Winner of the 2022 Colorado Book Award for Poetry
A boy asks his father what it means to die; a poet wonders whether we can truly know another's thoughts; a man tries to understand how extreme violence and grace can occupy the same space. These are the questions Wayne Miller tackles in We the Jury: the hard ones, the impossible ones.
From an academic dinner party disturbing in its crassness and disaffection to a family struggling to communicate gently the permanence of death, Miller situates his poems in dilemma. He faces moments of profound discomfort, grief, and even joy with a philosopher's curiosity, a father's compassion, and an overarching inquiry at the crossroads of ethics and art: what is the poet's role in making sense of human behavior? A bomb crater-turned-lake "exploding with lilies," a home lost during the late-aughts housing crash--these images and others, powerful and resonant, attempt to answer that question.
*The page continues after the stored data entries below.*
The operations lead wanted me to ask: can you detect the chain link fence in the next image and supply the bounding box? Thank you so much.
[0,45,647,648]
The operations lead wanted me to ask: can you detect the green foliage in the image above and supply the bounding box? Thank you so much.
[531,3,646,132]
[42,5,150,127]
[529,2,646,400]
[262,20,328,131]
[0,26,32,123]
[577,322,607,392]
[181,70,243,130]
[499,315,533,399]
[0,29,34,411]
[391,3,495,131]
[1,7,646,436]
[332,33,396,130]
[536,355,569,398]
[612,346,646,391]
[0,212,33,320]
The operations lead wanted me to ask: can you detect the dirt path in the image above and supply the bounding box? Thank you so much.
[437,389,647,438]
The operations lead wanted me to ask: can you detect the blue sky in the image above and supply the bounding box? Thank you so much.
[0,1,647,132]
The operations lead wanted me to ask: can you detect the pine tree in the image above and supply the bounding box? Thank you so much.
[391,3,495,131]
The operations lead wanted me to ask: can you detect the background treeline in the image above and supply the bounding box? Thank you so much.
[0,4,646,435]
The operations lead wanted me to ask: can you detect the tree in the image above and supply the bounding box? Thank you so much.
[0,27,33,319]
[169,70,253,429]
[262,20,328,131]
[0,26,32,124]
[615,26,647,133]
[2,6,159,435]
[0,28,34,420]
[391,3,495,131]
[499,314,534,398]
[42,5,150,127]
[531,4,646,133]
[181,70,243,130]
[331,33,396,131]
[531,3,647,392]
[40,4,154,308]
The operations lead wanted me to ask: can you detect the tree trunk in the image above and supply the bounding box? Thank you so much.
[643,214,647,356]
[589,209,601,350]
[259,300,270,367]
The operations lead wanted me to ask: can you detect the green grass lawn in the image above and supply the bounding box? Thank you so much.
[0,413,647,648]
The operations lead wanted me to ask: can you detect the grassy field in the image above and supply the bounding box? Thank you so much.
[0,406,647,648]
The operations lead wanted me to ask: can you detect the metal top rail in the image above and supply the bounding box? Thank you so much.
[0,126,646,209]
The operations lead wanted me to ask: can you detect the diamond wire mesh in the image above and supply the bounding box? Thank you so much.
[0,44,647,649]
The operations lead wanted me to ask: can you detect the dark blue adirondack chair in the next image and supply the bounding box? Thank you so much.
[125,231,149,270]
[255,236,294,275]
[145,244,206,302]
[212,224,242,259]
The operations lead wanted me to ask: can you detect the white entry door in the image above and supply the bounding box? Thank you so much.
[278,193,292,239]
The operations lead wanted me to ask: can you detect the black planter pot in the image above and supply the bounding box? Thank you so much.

Candid and vulnerable, Miller sits with us while we puzzle: we all wish we knew what to tell our children about death. But he also pushes past this and other uncertainties, vowing--and inviting us--to "expand our relationship / with Death," and with every challenging, uncomfortable subject we meet. In the face of questions that seem impossible to answer, We the Jury offers not a shrug, but curiosity, transparency, a throwing of the arms wide.